On Sat, Sep 7, 2019, 11:53 himanshu sahdev <sahdev.himan@gmail.com> wrote:
Hi,

I have seen some patches on gerrit, found "BUG=b:#bug_no." in the commit message.

example: CB:35233

As far as I recall, these BUG=b:# lines refer to a private Google bugtracker.

I am not able to find this bug id and its significance with the particular commit.
Also, have been through the https://ticket.coreboot.org/issues, it also doesn't have those bug_no.

It's expected, as the bugtracker is only accessible to Google employees and partners (usually silicon/mainboard vendors). I don't like it that people without access (e.g., me) can't know what the issue is about. I guess confidential information is the main reason the bugtracker is not publicly accessible.

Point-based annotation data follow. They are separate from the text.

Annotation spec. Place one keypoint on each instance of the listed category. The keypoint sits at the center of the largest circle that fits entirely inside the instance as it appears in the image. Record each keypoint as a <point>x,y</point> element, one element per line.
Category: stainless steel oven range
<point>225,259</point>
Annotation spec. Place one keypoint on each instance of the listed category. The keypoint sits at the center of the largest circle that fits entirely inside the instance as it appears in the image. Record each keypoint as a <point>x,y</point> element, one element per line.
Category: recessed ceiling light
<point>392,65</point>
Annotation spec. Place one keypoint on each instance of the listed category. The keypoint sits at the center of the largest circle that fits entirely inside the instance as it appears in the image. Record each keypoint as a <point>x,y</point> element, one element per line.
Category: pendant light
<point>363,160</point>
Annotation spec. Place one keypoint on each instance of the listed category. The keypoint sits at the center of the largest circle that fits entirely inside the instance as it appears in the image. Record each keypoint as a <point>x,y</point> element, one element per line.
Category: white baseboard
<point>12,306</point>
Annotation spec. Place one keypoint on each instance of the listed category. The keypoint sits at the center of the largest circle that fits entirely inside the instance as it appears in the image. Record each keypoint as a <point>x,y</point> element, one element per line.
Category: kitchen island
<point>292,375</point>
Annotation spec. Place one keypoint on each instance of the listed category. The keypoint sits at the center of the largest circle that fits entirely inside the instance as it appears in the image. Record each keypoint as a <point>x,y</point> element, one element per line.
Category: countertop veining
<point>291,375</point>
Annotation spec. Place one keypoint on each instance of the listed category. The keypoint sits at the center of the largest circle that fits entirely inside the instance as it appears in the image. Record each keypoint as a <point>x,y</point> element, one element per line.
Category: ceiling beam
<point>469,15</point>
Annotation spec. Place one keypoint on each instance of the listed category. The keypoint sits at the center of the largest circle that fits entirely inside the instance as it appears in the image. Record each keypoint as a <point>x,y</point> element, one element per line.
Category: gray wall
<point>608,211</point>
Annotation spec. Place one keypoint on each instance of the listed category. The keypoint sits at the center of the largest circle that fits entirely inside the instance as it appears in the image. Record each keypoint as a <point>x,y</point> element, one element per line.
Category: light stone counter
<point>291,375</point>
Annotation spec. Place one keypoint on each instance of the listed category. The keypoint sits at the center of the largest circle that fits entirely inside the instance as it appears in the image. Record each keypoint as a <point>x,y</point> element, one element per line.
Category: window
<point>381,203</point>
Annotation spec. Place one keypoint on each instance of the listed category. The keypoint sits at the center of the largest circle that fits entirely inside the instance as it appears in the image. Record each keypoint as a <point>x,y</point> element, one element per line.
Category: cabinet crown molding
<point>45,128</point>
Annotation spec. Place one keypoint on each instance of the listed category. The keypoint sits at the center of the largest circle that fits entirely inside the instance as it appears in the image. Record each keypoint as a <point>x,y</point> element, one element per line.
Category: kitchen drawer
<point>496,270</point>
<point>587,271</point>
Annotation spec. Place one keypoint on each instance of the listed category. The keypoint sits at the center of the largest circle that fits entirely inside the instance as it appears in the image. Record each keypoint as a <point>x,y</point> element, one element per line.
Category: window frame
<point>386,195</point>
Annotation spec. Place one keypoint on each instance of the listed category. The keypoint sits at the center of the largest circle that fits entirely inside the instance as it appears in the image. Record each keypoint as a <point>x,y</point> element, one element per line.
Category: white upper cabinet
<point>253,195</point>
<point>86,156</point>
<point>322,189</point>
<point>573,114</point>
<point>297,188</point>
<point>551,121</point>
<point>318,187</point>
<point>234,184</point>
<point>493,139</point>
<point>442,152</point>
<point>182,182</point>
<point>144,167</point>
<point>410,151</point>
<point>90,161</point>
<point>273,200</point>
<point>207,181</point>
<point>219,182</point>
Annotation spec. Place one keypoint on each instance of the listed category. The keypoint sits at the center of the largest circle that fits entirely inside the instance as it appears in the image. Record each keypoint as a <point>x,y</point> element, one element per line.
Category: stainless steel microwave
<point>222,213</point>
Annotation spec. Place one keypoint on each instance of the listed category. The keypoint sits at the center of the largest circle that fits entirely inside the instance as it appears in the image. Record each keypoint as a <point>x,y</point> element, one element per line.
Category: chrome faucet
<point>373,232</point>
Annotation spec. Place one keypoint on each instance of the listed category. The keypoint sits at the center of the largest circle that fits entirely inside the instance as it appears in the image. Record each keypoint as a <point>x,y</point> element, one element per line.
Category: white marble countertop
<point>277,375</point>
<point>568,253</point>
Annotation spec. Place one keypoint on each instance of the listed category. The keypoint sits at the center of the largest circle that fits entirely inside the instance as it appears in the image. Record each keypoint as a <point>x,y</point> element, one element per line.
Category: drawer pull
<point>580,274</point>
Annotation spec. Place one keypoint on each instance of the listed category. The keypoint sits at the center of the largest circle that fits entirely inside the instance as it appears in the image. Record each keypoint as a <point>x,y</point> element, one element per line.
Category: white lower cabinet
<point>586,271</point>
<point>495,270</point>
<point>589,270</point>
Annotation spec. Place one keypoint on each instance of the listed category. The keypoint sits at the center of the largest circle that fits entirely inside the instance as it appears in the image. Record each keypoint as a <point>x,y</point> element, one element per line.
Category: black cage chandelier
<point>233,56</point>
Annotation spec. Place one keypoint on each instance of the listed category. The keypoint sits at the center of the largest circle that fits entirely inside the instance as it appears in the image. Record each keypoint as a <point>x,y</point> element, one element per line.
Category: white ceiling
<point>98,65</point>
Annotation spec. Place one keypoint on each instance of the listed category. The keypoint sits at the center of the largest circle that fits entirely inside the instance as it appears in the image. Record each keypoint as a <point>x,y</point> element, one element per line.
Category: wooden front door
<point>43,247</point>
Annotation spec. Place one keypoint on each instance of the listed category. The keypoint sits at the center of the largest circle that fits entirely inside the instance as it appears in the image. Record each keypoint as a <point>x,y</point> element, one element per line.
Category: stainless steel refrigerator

I want to know if coreboot uses some other bug tracking system I am unaware of or is it just that the bug id depends on some external/confidential/vendor_specific tracking system?

coreboot has the ticket system you mentioned below, though I barely use it myself.

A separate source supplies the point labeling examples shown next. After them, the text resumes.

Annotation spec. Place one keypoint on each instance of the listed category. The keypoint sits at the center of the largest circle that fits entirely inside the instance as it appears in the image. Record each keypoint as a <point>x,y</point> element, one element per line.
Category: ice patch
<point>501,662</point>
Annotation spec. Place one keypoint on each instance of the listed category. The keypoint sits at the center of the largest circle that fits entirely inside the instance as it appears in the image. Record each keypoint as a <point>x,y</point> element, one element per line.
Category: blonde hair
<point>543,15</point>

Next, what if I want to provide the bug=# in commit message which referred an issue on https://ticket.coreboot.org/issues?
Should I write bug=T220 or bug=b:220 for bug no 220?

I'm not sure if there's a recommended way to reference coreboot tickets. I got confused when reading your first suggestion (because of the Lenovo Thinpad T520, T420, X220), and the second suggestion can be easily mistaken for a Google bugtracker issue.

How about explicitly mentioning what the commit addresses/fixes? For example, somewhere on the commit message, say that "This commit addresses coreboot ticket #220." I believe this would be much clearer to future readers.